Когда я в прошлый раз приехал в Нараху вскоре после его открытия осенью 2015 года, туда вернулось 150 жителей (с тех пор их количество возросло до 500). В основном, это пожилые люди. Город выглядит опустевшим, как курорт в период не сезона. Там нет работающих банков, школ и даже почтового отделения, поэтому Нараха превратилось в захолустье – как раз такое место, откуда Янай сбежал 50 лет назад, бросив старшую школу. В 15 лет он отправился в Токио и, поскольку тогда был строительный бум перед Олимпиадой 1964 года, научился водить самосвалы. Он потерял руку в 16 лет в строительном карьере на конвейерной ленте. В конце концов, Янай вернулся в Нараху и устроился работать на Фукусима–1, где были высокооплачиваемые должности и госсубсидии. Нараха, когда–то известный в Японии как «Тибет в Фукусиме» неожиданно попал в ядерную эпоху.
«Атомная станция изменила историю этого города», — говорит Янай. – «Говорили, что она на 100% безопасна».
Нараха все еще выглядит как сельское захолустье, с маленькими районами, разделенными рисовыми полями, фруктовыми садами, и с двумя реками, которые впадают в море с ближайших гор Абукума. Через 18 месяцев после катастрофы начали проводить дезактивацию. С тех пор сотни рабочих, работающих только садовыми инструментами, срезали деревья, отмыли улицы и в пределах 20–метрового периметра у каждой постройки в городе сняли пятисантиметровый слой радиоактивной почвы. Обширные поля и горные склоны остались нетронутыми. Теперь на них, как метастазы, выросли холмы черных пластиковых мешков со слаборадиоактивными отходами.
Концепций по восстановлению радиоактивных городов и обратному заселению в нем людей раньше просто не существовало. После аналогичной катастрофы 1986 года в Чернобыле СССР закрыл множество городов. Но в плотно населенной Японии решение о закрытии района размером с Коннектикут не оставляло выбора. Правительство, согласованно продвигая заселение всех территорий кроме наиболее загрязненных, потратило 31 млрд долларов на попытку дезактивации и ошеломительно большую сумму в 58 млрд долларов как компенсацию для эвакуированных.
Власти настаивают, что возвращение в Нараху безопасно для его жителей. Уровень радиации в центральной части города, в среднем, менее 1 миллизиверта в год – это максимально допустимое воздействие на обычных городских жителей по нормам Международной комиссии по радиологической защите.
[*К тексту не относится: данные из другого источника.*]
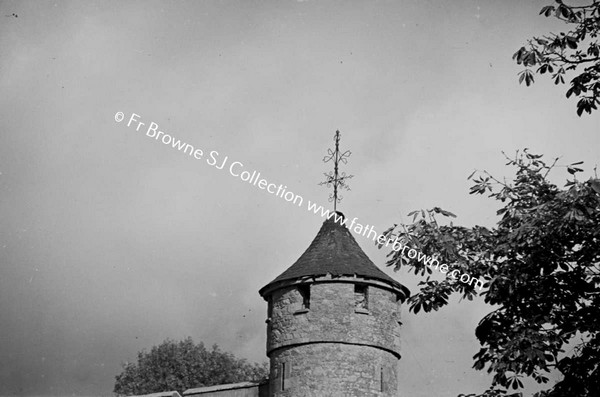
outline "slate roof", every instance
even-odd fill
[[[195,394],[205,394],[211,393],[215,391],[223,391],[223,390],[236,390],[236,389],[247,389],[250,387],[259,387],[262,383],[259,382],[240,382],[240,383],[229,383],[225,385],[216,385],[216,386],[206,386],[206,387],[197,387],[195,389],[188,389],[183,392],[184,396],[193,396]]]
[[[324,276],[329,273],[332,276],[356,275],[384,281],[404,291],[408,296],[410,292],[406,287],[380,270],[360,248],[346,226],[336,222],[334,218],[323,222],[321,230],[300,258],[261,288],[259,293],[262,295],[267,287],[280,281],[306,276]]]
[[[140,394],[132,397],[181,397],[181,394],[176,391],[163,391],[159,393]]]

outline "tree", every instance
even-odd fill
[[[436,207],[414,212],[411,224],[388,230],[403,245],[447,263],[443,280],[432,279],[429,267],[402,251],[391,251],[387,264],[396,270],[408,266],[423,277],[420,291],[408,300],[414,313],[438,310],[452,294],[469,300],[481,295],[494,305],[475,330],[481,349],[473,367],[494,374],[479,396],[522,388],[525,377],[546,383],[548,372],[556,370],[562,380],[538,397],[598,397],[600,180],[597,175],[579,180],[579,162],[564,166],[570,176],[560,188],[548,179],[558,159],[547,165],[525,149],[508,160],[516,168],[512,183],[483,171],[470,191],[501,203],[495,227],[442,224],[440,217],[454,215]],[[483,289],[453,278],[452,270],[484,280]]]
[[[555,84],[564,84],[567,75],[573,76],[567,98],[579,98],[577,114],[589,114],[600,103],[600,2],[592,0],[584,5],[568,5],[555,0],[540,15],[563,21],[565,32],[548,33],[533,37],[521,47],[513,59],[525,69],[519,73],[519,83],[527,86],[534,82],[534,74],[547,74]]]
[[[192,338],[175,342],[165,340],[150,352],[138,353],[137,363],[123,364],[116,376],[114,392],[119,396],[148,394],[242,381],[261,381],[268,376],[267,364],[249,363],[233,354],[222,352],[217,345],[211,350]]]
Ежегодная доза в 1 миллизиверт увеличивает риск жителей заболеть раком на одну двадцатитысячную процента. Поэтому для курильщика вроде Янай сигареты опаснее радиоактивных осадков.
Хисао Янай, бывший босс якудза, вернулся в Нараху без жены и дочери.
Но он, как и многие жители, не доверяет правительству. Опросы показывают, что половина из тех, кто был эвакуирован, не планирует возвращаться домой. В обществе попытку очистки от загрязнений считают лишь показным политическим жестом, чтобы попытаться скрыть недостатки Фукусимы в преддверии Олимпиады 2020 года. Более того, поощрение эвакуированных вернуться домой может раньше времени прекратить выплату некоторых видов компенсаций, которые должны истечь не ранее 2018 года. Подводя итог, у правительства есть финансовый стимул, чтобы оказать давление на мэров и открыть города до того, как они будут готовы для проживания или даже должным образом очищены.
«Федеральное правительство надавило на нас, чтобы отменить приказ об эвакуации», — говорит Янай. – «Никто в городе не хотел этого, потому что еще ничего не было готово». Его ресторан это единственное место в Нарахе, где вы можете выпить пива. За две недели, которые я здесь провел, я видел только двоих обедавших в Иппэй. Стрелка часов за барной стойкой остановилась на 2.47, времени первого толчка при том землетрясении. Янай дал обет не чинить их, пока жизнь в Нарахе не вернется к нормальной.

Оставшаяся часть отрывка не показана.